1. The Pet Contingent: Men photographed cuddling dogs. Women photographed riding horses.

2.  The Outdoors Contingent:  Men in helmets on skis next to motorcycles laden with golf clubs.   Women in pink pants playing tennis on roller skates next to a racing car. Men and women with camping gear whose faces are partly hidden by backpacks, bedrolls, and necklaces of water bottles.

3. The Music Contingent:. Men bending over guitars.  Women obscured behind mikes.  People in bands who look like at least one other person in the band.

4. The Vacation Contingent: People grinning by the Eiffel Tower, Shinto shrines, Serengeti zebras, Welch sod huts, the Great Barrier Reef.

5.  The God and Goddess Contingent. People with pendants, amulets, and a great admiration of The Secret.

6. The Natural Habitat Contingent. People photographed next to their televisions with puce drapes and a cactus plant in the background. Or: in elegant living rooms with white sofas, fine art and glass tables.

7. The Costume Contingent. People wearing Renaissance capes and brandishing dueling swords or wearing nothing but pasted feathers for Carnival.

8. The Nature Contingent: People photographed on top of mountains, in meadows, or oceans, their faces distant against extraordinary vistas.

9. The Writer Contingent: People who identify with the souls of famous writers and poets.

Since I’m a writer, the last contingent interests me most and I’ve collected  some profiles and rewritten them with disguises. Here are four, with one commentary:

 

Exhibit A: Even though I was the first CEO gal in my company, I feel closest to Rumi.  With my long hair flying, and my briefcase banging against my athletic body, I still am on the edge of the roof  making love with the Beloved under water. 

Exhibit B: I move and sit and walk like a twenty-something from climbing and surfing and loving the outdoors—the spirit of the Hardy Boys with the soul of Tolstoy in the body of an underpants model.

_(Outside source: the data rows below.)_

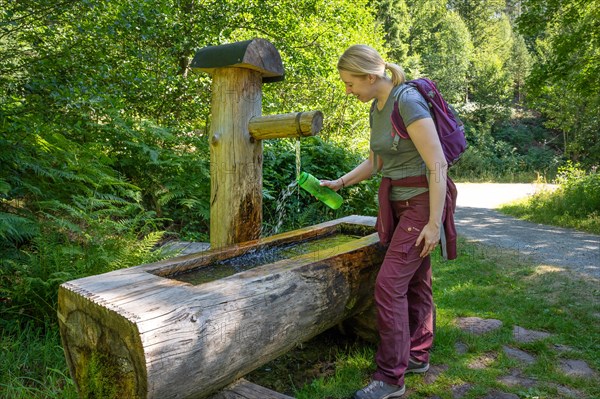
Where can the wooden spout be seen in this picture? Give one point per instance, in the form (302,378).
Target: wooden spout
(297,124)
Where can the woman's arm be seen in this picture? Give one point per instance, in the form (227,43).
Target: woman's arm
(424,135)
(356,175)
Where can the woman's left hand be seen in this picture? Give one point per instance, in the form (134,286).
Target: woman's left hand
(430,235)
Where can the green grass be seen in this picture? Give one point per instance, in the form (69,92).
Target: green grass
(574,204)
(484,282)
(553,208)
(32,364)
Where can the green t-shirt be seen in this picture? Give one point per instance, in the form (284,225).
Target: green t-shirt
(404,160)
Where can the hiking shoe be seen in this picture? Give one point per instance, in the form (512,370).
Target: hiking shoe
(415,366)
(380,390)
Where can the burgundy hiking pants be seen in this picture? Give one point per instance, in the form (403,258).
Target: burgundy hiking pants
(403,295)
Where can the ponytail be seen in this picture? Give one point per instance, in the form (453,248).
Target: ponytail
(398,75)
(363,60)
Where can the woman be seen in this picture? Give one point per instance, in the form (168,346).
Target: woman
(414,190)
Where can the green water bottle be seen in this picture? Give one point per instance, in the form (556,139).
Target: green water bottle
(322,193)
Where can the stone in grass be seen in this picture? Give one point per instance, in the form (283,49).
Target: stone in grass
(459,391)
(516,379)
(525,336)
(477,325)
(461,348)
(576,368)
(434,372)
(500,395)
(482,362)
(518,355)
(566,392)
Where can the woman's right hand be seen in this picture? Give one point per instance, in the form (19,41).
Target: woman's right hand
(335,185)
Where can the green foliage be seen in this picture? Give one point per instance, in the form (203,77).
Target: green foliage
(574,204)
(515,150)
(564,82)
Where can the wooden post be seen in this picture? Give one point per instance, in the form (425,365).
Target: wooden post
(238,71)
(235,158)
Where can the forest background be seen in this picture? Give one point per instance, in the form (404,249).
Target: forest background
(104,128)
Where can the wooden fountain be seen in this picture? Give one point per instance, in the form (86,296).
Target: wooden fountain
(149,332)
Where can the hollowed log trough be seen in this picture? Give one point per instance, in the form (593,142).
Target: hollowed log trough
(150,334)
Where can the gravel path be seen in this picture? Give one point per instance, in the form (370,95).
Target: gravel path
(477,219)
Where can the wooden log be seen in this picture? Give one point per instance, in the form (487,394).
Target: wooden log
(298,124)
(147,335)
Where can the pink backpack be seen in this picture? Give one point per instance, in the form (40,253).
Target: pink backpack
(449,127)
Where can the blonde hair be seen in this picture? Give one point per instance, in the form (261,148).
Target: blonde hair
(362,60)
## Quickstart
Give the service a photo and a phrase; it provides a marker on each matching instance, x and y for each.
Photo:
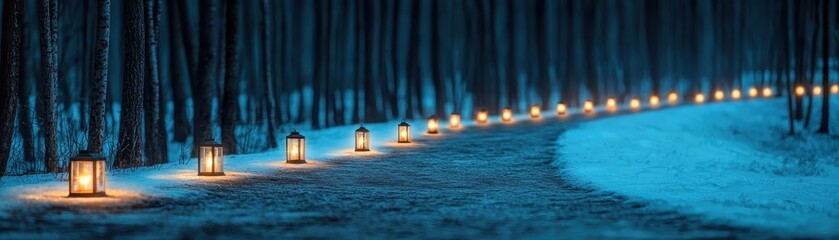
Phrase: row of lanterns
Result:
(87, 169)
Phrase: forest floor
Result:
(493, 181)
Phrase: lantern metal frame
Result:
(433, 125)
(295, 137)
(365, 135)
(403, 126)
(97, 164)
(217, 151)
(507, 114)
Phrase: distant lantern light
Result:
(362, 139)
(87, 175)
(654, 101)
(767, 92)
(735, 94)
(506, 115)
(673, 98)
(295, 148)
(535, 111)
(634, 104)
(433, 125)
(211, 158)
(800, 90)
(611, 104)
(561, 109)
(588, 107)
(482, 116)
(404, 135)
(719, 95)
(700, 98)
(753, 92)
(454, 120)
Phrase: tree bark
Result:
(10, 73)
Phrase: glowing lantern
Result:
(483, 116)
(362, 139)
(535, 111)
(454, 120)
(611, 105)
(506, 115)
(654, 101)
(673, 98)
(700, 98)
(433, 124)
(87, 175)
(719, 95)
(799, 91)
(634, 104)
(753, 92)
(767, 92)
(561, 109)
(588, 107)
(211, 158)
(295, 145)
(404, 133)
(735, 94)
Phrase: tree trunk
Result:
(230, 103)
(204, 85)
(130, 147)
(99, 85)
(154, 120)
(10, 73)
(49, 61)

Exhibit C: I’m a computer-progammer and love to golf;  but I feel closest in spirit to Jane Austen because she understood that  timing is everything. Of course I want to meet a lady who plays golf, too, but she also should appreciate the man who waits for just the right moment to linger at her office cubicle. 

Exhibit D: I have worked as an actress, singer, and songwriter and my friends consider me attractive. But I found my calling when I started to be a life coach for people with dogs who were too high-strung to handle normal training school. I feel closest to John Steinbeck. It isn’t just about  Travels with Charley.

Sometimes I wonder how these writers would feel if they saw their spirits invoked and read the ads. I imagine Rumi–after a period of confusion–would write a poem about cyber-union. Jane Austen–once educated about cyberspace–would write a satire.

Steinbeck would be saddened—cyber-realism isn’t his thing.

I mostly worry about Tolstsoy, who  died of pneumonia at the Astapovo railway station at age 82, after deciding to leave his family and become a wandering ascetic. He had ended a claustrophobic relationship with his wife by sharing his journal with Chertkov, a much younger man, and preached for all kinds of causes.  He probably would understand that cyberspace could be a great podium for his ideas and even a new book– if only he could get out of his current persona. I think he would have cried out in the voice of his cyber-double:

Please help me! I am a 19th centuy epic writer from Russia trapped in the 21st century body of something called an underpants model.  Instead of a rustic life outside of Moscow I have to race all over New York City to big buildings. When I get there they fit me with a strap that makes my entire privates look enormous and after that they put on something tight-fitting that still exposes my chest and legs. Then I am forced to stand many hours under lights, and after that I go to a place called a gym with machines, always perspiring, not understanding the language of my trainer. Then I have to go to dark caverns called clubs where there’s no good vodka to speak of. I’m never able to write and someone stole my Bible on the subway. They won’t let me grow my beard and no one listens when I talk about pacifism, acesitism, poverty and denial of the will.

I know it’s all the fault of a certain man who wants  women to make love to him and I am outraged that he invoked my name along with the words “underpants model.”   How will I live with this epithet?  Or is it a living proof of the great Buddhist and Hindu philosophies of denial of the will?